Age Without Limits was one of two textbooks for The Art and Science of Teaching Chair Yoga – Age to Wellness.
Last October, I attended a yoga workshop entitled, “The Art and Science of Chair Yoga – Age to Wellness” tailored for teaching yoga to adults ages 50 – 100. I met two vibrant and inspirational women, (Janet Rae Humphrey, E-RYT and Amy Kraft, E-RYT) passionate about giving senior students wellness through yoga. I had the opportunity to observe them both teaching women and men in their sixties through nineties.
One class in particular was a revelation; the ladies began the class in chairs, but progressed to powerful flowing standing poses. Their stamina was revelatory. Their joy was palpable. There was a sense of camaraderie and playfulness, manifested by joking and easy laughter. Teacher and students moved with graceful precision and focus. Each glowing face was more proud and beautiful than the next.
After class, the students shared how long they had been doing yoga and how it helped them. They reported improved balance, flexibility, and strength. They found pain relief for various chronic conditions such as arthritis. They also talked about coming to class to be with friends to have fun. Finally, each person thanked the teacher for her respectful guidance and compassion.

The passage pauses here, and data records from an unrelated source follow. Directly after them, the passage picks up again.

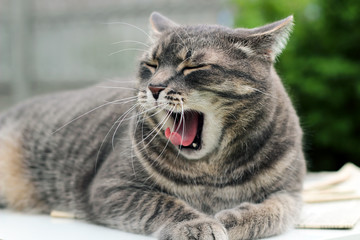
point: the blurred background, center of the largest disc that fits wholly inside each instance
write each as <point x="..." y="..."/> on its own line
<point x="49" y="45"/>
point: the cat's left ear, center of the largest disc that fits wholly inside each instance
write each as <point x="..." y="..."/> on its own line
<point x="159" y="23"/>
<point x="271" y="39"/>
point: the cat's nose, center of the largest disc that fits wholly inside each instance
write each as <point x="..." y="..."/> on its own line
<point x="155" y="90"/>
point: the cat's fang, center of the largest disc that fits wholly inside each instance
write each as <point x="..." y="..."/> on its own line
<point x="186" y="130"/>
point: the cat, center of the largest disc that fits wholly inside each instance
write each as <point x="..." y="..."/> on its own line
<point x="206" y="144"/>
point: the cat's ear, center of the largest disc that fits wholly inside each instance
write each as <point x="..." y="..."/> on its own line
<point x="270" y="39"/>
<point x="159" y="23"/>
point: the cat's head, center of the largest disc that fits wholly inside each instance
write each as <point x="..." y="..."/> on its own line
<point x="204" y="85"/>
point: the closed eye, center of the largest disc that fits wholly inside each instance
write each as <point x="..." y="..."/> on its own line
<point x="189" y="69"/>
<point x="151" y="66"/>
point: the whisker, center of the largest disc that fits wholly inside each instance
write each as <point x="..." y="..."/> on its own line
<point x="123" y="116"/>
<point x="115" y="87"/>
<point x="123" y="100"/>
<point x="131" y="41"/>
<point x="131" y="25"/>
<point x="129" y="49"/>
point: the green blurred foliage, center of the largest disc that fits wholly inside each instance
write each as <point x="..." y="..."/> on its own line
<point x="321" y="70"/>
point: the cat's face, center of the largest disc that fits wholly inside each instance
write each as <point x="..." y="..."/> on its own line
<point x="200" y="84"/>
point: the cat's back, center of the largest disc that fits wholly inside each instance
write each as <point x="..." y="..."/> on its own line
<point x="59" y="136"/>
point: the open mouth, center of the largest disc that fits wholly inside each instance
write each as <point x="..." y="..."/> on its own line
<point x="187" y="129"/>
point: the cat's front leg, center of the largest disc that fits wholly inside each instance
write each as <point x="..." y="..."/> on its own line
<point x="152" y="213"/>
<point x="273" y="216"/>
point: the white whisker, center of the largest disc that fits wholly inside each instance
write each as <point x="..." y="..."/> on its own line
<point x="115" y="87"/>
<point x="131" y="41"/>
<point x="131" y="25"/>
<point x="129" y="49"/>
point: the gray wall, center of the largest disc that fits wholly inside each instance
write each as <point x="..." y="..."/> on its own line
<point x="50" y="45"/>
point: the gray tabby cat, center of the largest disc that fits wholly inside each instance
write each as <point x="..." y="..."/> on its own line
<point x="209" y="148"/>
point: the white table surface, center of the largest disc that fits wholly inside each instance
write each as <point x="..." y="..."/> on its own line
<point x="19" y="226"/>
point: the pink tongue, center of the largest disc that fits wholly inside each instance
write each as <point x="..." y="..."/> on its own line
<point x="184" y="134"/>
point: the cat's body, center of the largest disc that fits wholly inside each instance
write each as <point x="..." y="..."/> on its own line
<point x="238" y="174"/>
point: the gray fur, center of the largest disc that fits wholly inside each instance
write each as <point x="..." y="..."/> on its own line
<point x="122" y="172"/>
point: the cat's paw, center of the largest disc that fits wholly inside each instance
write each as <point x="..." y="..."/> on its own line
<point x="199" y="229"/>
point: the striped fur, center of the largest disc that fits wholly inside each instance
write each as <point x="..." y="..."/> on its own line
<point x="102" y="153"/>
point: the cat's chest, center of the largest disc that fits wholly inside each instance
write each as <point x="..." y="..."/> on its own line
<point x="211" y="199"/>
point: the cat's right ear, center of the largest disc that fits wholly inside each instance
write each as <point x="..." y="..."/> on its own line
<point x="159" y="23"/>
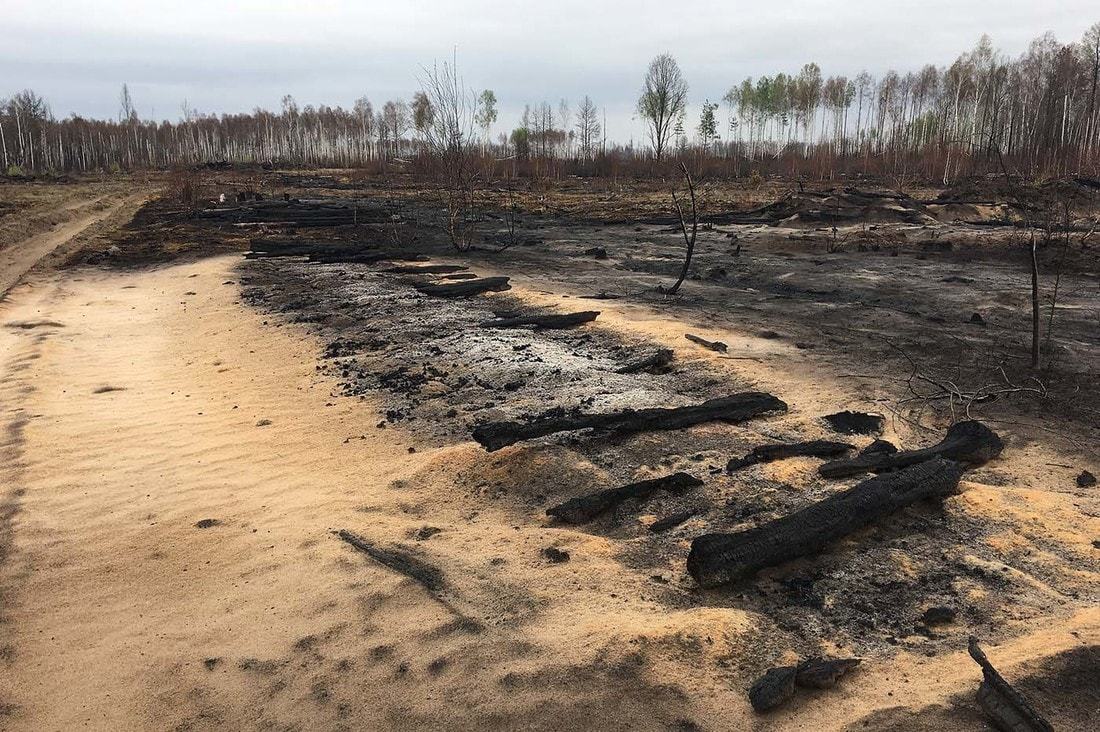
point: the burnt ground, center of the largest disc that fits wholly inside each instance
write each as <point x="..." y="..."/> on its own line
<point x="871" y="304"/>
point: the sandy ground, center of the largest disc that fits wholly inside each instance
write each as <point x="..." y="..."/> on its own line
<point x="138" y="405"/>
<point x="174" y="466"/>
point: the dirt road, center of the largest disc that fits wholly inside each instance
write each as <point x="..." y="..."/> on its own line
<point x="19" y="258"/>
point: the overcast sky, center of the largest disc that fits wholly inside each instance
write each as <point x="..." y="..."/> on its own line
<point x="233" y="55"/>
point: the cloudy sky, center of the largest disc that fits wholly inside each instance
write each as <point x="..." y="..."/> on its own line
<point x="233" y="55"/>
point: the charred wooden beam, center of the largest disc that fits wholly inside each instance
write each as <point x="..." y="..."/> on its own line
<point x="673" y="521"/>
<point x="970" y="443"/>
<point x="817" y="448"/>
<point x="855" y="423"/>
<point x="712" y="345"/>
<point x="361" y="257"/>
<point x="464" y="288"/>
<point x="1005" y="707"/>
<point x="719" y="558"/>
<point x="543" y="321"/>
<point x="585" y="507"/>
<point x="734" y="408"/>
<point x="426" y="269"/>
<point x="660" y="358"/>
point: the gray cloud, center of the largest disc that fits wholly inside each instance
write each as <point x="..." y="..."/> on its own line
<point x="235" y="56"/>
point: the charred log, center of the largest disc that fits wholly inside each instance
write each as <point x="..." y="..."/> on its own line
<point x="712" y="345"/>
<point x="855" y="423"/>
<point x="344" y="257"/>
<point x="772" y="689"/>
<point x="425" y="269"/>
<point x="970" y="443"/>
<point x="734" y="408"/>
<point x="652" y="363"/>
<point x="817" y="448"/>
<point x="584" y="509"/>
<point x="543" y="321"/>
<point x="719" y="558"/>
<point x="823" y="673"/>
<point x="464" y="288"/>
<point x="1005" y="707"/>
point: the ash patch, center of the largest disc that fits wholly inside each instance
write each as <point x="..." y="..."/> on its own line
<point x="442" y="372"/>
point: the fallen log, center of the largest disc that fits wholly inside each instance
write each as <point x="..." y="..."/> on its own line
<point x="424" y="574"/>
<point x="660" y="359"/>
<point x="772" y="689"/>
<point x="778" y="685"/>
<point x="585" y="507"/>
<point x="879" y="447"/>
<point x="345" y="257"/>
<point x="543" y="321"/>
<point x="719" y="558"/>
<point x="823" y="673"/>
<point x="465" y="287"/>
<point x="274" y="247"/>
<point x="855" y="423"/>
<point x="1005" y="707"/>
<point x="712" y="345"/>
<point x="817" y="448"/>
<point x="734" y="408"/>
<point x="970" y="443"/>
<point x="673" y="521"/>
<point x="425" y="269"/>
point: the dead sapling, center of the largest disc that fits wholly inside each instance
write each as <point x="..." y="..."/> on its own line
<point x="689" y="239"/>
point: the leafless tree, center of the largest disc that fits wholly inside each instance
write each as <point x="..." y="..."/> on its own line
<point x="662" y="100"/>
<point x="689" y="239"/>
<point x="587" y="127"/>
<point x="452" y="144"/>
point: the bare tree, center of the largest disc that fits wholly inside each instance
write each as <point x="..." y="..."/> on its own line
<point x="689" y="239"/>
<point x="451" y="142"/>
<point x="422" y="112"/>
<point x="662" y="100"/>
<point x="127" y="111"/>
<point x="587" y="127"/>
<point x="486" y="112"/>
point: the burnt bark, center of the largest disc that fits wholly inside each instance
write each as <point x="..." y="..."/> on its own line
<point x="543" y="321"/>
<point x="970" y="443"/>
<point x="585" y="507"/>
<point x="712" y="345"/>
<point x="734" y="408"/>
<point x="719" y="558"/>
<point x="465" y="287"/>
<point x="425" y="269"/>
<point x="817" y="448"/>
<point x="1005" y="707"/>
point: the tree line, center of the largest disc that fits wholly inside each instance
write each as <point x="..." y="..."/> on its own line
<point x="1038" y="113"/>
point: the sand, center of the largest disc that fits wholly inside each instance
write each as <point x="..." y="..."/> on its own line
<point x="140" y="405"/>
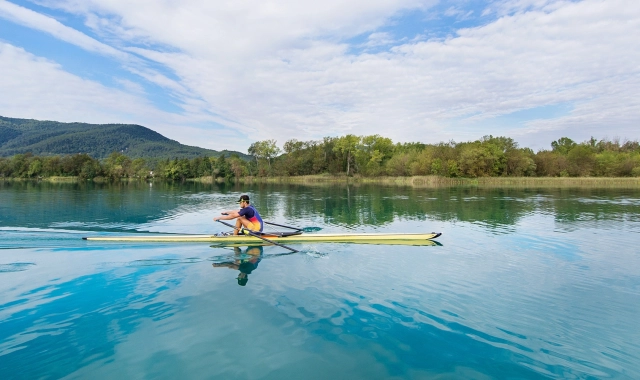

I was profoundly moved and inspired by teacher and students. As a yogini dedicated to teaching baby boomers and beyond, the workshop further reinforced for me the numerous benefits of yoga to our growing aging population. Yoga is a safe way to stay healthy because the practice can be adapted to meet the physical demands of aging. Yoga also alleviates mental and emotional stress; the yoga practitioner is more capable of coping with change, such as loss and loneliness, more commonplace as the years progress. Yoga teachers can offer gentle adjustments in class to offer both physical support in poses and emotional support through touch to connect to the student.
But most of all, I witnessed determined women who are comfortable in their bodies. They embody wisdom and prove that growing older can be approached with acceptance and dignity. One student, who had never been physical and as just started yoga, proved it is never too late to start practicing to choose health. A young friend once told me he saw death when he was around seniors; I see life.